Jawaban Suro membuat Li Yun tertawa gembira sambil melepas tangannya yang menahan kepala Rou Yi, lalu bertepuk tangan. Hal itu membuat Suro kembali kaget karena diluar dugaan, ia seperti dijebak. Gadis itu seperti sedang menjalankan rencana!
"Kakak Luo punya mata yang bagus!" ucapnya senang.
Rupanya, Rou Yi juga merasakan hal yang sama dengan Suro. Li Yun ingin mengungkapkan sesuatu pada Suro yang membuat jantungnya jadi berdebar lebih kencang.
"Kakak Luo, beri kami nasehat!" katanya dengan cepat.
Li Yun langsung menoleh ke arah Rou Yi yang tersenyum padanya sambil menjulurkan lidah mengejek Li Yun. Gadis itu langsung memasang wajah cemberut.
"Baiklah!" Suro menjawab seketika, memutus rencana dari adik angkatnya itu sambil tersenyum lega.
Pemuda itu menghela nafas sejenak, lalu membacakan ayat dalam kitab Sucinya. Kembali ia mengingat gaya Ki Ronggo yang mengajarkan banyak hal tentang ajaran Islam.
"Dan bahwasannya manusia tidak akan memperoleh (sesuatu), selain dari apa yang telah diusahakannya. Dan bahwasannya kelak akan diperlihatkan (kepadanya), kemudian akan diberikan balasan kepadanya dengan balasan yang paling sempurna." (QS. An Najm {53} : 39-41), demikian firman Allah Azza wa Jalla.
Kebaikan yang ditunaikan dan kejahatan yang diperbuat seseorang pastilah akan kembali kepada pelakunya.
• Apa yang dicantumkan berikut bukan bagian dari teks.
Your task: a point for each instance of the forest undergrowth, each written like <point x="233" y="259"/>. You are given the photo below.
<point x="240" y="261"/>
Jika berbuat kebaikan, maka ia akan mendapatkan pahala sesuai dengan takaran yang telah dijanjikan-Nya. Sebaliknya, jika berbuat kejahatan, niscaya ia akan mendapatkan balasan siksa sesuai dengan kadar kejahatan yang dilakukannya. Sedangkan kebaikan dan kejahatan tidaklah bisa berhimpun dalam satu kesatuan.
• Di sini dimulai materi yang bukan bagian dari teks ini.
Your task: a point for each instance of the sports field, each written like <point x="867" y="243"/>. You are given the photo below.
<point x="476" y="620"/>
Orang yang hatinya tertata rapih adalah orang yang telah berhasil merintis jalan ke arah kebaikan. Ia tidak akan tergoyahkan dengan aneka rayuan dunia yang tampak menggiurkan. Ia akan melangkah pada jalan yang lurus. Dititinya tahapan kebaikan itu hingga mencapai titik puncak. Sementara itu ia akan berusaha sekuat-kuatnya untuk berusaha sekuat-kuatnya untuk memelihara dirinya dari sikap riya, ujub, dan perilaku rendah lainnya. Oleh karenanya, surga sebaik-baiknya tempat kembali, tentulah telah disediakan bagi kepulangannya ke yaumil akhir kelak. Bahkan ketika hidup di dunia yang singkat ini pun ia akan menikmati buah dari segala amal baiknya.
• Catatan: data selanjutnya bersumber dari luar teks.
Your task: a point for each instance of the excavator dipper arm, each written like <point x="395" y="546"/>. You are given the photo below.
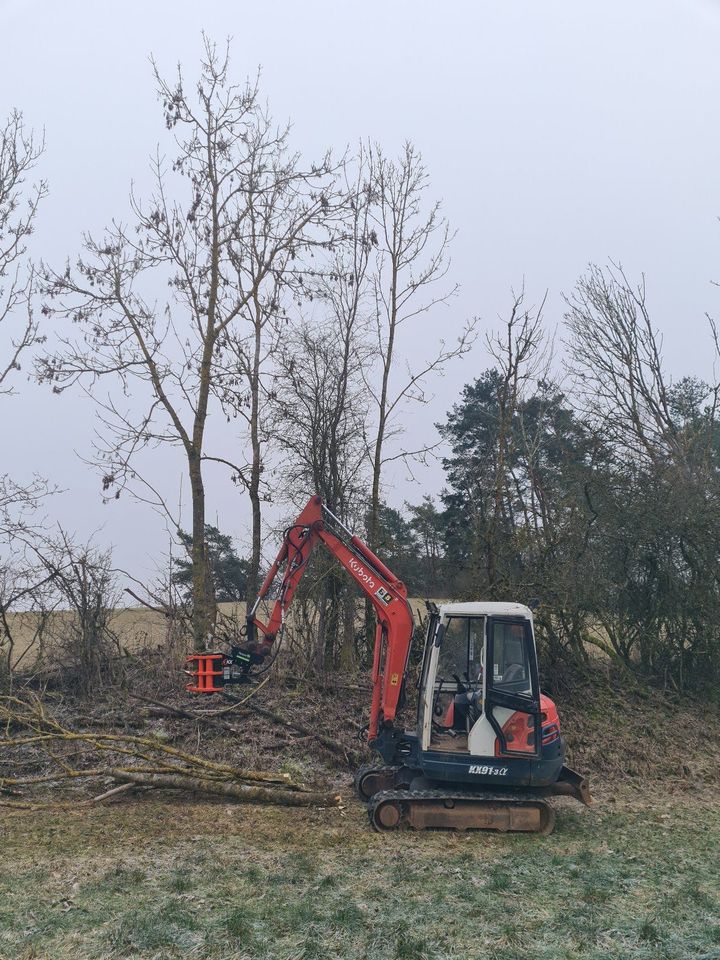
<point x="317" y="526"/>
Dengan demikian, sungguh betapa beruntungnya orang yang senantiasa bersungguh-sungguh menata hatinya karena berarti ia telah menabung aneka kebaikan yang akan segera dipetik hasilnya dunia akhirat. Sebaliknya alangkan malangnya orang yang selama hidupnya lalai dan membiarkan hatinya kusut masai dan kotor. Karena, jangankan akhirat kelak, bahkan ketika hidup di dunia pun nyaris tidak akan pernah merasakan nikmatnya hidup tenteram, nyaman, dan lapang.
Marilah kita senantiasa melatih diri untuk menyingkirkan segala penyebab yang potensial bisa menimbulkan ketidaknyamanan di dalam hati ini. Karena, dengan hati yang nyaman, indah, dan lapang, niscaya akan membuat hidup ini terasa damai, karena berseliwerannya aneka masalah sama sekali tidak akan pernah membuat dirinya terjebak dalam kesulitan hidup karena selalu mampu menemukan jalan keluar terbaiknya, dengan izin Allah. Insya Allah!